In Australia, Keynesianism Is Back in Fashion — but It Still Won’t Work

Neo-Keynesians, nostalgic for the postwar economic boom, imagine that state spending can create full employment and resolve the crisis of neoliberalism. But their analysis is wrong about the past, wrong about the present, and wrong about capitalism itself.

Sydney, Australia. (@socialcut / Unsplash)


Large-scale state intervention into the economy is firmly back on the agenda in country after country, and Australia is no exception. It’s unsurprising, then, that a version of Keynesianism is coagulating amongst academics, elements of the Australian Labor Party (ALP), the Greens, trade unions, and progressive think tanks.
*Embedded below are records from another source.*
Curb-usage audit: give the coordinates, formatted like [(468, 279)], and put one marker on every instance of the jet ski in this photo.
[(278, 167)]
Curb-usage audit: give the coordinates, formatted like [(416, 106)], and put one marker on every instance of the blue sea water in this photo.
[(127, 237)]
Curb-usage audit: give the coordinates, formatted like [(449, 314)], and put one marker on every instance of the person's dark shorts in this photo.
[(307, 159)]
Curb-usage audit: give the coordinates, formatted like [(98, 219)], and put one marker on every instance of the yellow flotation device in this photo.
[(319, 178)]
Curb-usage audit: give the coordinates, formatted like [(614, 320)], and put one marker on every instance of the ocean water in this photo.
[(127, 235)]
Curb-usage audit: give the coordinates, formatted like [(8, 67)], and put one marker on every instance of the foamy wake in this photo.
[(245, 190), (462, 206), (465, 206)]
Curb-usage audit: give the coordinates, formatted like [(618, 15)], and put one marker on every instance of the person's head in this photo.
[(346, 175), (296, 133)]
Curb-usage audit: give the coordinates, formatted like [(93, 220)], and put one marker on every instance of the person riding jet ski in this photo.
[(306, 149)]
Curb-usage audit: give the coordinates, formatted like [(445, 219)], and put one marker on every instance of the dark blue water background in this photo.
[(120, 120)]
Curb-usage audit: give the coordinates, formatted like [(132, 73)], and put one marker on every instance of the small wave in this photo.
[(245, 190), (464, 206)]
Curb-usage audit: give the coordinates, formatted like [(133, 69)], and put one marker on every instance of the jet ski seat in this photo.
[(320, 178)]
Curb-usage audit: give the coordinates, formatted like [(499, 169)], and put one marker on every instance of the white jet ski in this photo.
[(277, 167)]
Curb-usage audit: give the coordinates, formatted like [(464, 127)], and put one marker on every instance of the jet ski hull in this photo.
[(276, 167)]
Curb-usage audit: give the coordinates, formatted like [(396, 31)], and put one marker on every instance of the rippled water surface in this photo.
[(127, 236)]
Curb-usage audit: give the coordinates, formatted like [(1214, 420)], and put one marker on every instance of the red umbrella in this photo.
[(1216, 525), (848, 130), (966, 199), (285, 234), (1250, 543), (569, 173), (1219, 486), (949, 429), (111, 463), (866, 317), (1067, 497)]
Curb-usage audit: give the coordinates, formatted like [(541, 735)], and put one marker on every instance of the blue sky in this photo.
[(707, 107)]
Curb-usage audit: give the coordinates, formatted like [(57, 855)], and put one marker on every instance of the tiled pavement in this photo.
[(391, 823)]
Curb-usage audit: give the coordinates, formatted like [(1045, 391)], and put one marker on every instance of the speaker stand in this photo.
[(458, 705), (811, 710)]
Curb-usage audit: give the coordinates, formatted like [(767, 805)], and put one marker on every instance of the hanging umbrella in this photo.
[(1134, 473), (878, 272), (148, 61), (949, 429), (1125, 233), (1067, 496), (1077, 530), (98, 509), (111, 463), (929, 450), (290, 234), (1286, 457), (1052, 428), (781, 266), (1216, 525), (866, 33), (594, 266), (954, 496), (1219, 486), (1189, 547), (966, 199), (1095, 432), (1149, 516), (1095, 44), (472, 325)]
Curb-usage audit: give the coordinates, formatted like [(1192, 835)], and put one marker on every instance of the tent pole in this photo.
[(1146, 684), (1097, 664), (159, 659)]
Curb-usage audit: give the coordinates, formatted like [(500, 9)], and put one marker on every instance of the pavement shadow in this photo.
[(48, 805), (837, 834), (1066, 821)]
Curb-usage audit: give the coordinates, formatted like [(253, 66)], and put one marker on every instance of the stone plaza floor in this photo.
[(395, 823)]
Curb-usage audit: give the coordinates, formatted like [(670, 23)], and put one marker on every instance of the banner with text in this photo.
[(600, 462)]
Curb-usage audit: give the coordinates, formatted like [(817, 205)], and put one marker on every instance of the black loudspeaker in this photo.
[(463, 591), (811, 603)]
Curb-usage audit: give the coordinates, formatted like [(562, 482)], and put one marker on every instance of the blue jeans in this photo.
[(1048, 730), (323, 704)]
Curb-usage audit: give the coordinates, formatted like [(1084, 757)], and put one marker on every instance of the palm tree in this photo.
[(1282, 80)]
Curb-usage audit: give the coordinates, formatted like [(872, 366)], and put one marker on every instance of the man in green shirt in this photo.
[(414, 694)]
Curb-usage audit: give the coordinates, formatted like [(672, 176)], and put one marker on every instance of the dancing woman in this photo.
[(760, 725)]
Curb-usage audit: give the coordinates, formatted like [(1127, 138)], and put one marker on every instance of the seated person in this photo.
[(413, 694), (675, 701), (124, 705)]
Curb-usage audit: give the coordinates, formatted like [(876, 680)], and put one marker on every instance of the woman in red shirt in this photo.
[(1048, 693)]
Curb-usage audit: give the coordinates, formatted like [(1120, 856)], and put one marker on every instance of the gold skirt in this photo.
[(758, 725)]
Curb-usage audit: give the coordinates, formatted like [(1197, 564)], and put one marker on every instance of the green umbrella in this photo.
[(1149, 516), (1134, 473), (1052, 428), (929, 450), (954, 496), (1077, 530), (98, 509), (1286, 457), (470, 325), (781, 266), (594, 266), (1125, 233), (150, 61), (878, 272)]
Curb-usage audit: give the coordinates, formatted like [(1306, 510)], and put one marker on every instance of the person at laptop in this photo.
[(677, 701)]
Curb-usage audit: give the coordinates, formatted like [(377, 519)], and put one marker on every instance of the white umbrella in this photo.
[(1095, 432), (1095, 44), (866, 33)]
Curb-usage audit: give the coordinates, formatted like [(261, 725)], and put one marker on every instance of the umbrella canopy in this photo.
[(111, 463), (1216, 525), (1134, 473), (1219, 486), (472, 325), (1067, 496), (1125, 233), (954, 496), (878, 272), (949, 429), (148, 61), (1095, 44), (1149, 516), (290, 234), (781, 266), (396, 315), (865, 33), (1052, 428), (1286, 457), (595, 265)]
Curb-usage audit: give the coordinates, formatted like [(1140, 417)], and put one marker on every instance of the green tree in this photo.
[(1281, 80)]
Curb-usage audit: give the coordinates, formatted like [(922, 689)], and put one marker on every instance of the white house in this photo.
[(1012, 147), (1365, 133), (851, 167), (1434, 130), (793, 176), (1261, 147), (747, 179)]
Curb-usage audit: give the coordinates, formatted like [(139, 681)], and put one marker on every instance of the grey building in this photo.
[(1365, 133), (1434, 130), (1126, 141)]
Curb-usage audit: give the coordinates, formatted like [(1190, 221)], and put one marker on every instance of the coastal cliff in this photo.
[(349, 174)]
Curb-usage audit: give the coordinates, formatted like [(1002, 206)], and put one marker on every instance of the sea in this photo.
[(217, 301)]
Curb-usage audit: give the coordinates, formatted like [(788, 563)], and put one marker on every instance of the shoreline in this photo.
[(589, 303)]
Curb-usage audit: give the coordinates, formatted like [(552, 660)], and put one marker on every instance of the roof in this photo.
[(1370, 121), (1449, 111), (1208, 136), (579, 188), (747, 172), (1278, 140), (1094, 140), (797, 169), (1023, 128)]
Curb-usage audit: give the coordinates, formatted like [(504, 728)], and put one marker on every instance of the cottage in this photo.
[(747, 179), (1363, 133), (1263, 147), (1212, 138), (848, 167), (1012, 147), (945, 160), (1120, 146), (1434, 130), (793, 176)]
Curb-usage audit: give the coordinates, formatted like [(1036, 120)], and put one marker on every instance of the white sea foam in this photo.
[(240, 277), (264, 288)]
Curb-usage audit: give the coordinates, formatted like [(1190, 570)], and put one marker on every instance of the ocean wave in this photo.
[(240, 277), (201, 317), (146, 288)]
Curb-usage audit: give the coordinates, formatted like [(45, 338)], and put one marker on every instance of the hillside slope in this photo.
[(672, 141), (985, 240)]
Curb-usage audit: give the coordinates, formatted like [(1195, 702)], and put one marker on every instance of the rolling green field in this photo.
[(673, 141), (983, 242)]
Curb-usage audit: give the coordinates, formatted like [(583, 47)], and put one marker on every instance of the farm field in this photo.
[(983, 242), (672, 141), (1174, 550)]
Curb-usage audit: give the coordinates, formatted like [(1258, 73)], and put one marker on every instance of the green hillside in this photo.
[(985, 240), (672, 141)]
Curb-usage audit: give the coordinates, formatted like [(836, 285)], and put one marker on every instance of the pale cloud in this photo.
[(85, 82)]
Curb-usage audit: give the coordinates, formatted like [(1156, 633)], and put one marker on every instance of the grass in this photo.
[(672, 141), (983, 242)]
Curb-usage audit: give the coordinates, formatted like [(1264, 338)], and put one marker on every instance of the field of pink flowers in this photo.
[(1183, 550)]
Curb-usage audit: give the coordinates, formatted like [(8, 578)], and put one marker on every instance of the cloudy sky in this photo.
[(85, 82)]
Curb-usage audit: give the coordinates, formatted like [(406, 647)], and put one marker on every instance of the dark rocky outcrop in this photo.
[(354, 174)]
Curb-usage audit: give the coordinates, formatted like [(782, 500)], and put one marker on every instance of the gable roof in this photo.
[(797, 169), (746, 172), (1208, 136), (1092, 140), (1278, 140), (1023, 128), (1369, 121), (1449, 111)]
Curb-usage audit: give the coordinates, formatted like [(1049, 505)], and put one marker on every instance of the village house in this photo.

Ged Kearney’s op-ed, “Full Employment Could Be the Answer to Rebuilding the Economy” is a chemically pure version of this neo-Keynesian ideology. A close and critical look at Kearney’s argument is an excellent way to get a handle on this wider debate.

Paper Tigers

Kearney is the former president of the Australian Council of Trade Unions (ACTU) and Labor MP for Cooper, in Melbourne’s north. She argues that the ALP governments headed by John Curtin and Ben Chifly (1941–49) built their economic policy on the basis of the 1945 “White Paper on Full Employment,” penned by a team of economists who were led by H. C. Coombs. This, Kearney explains, directed government spending toward socially useful projects, raising direct state employment (a Job Guarantee in all but name), while also boosting wages — and thus consumer demand.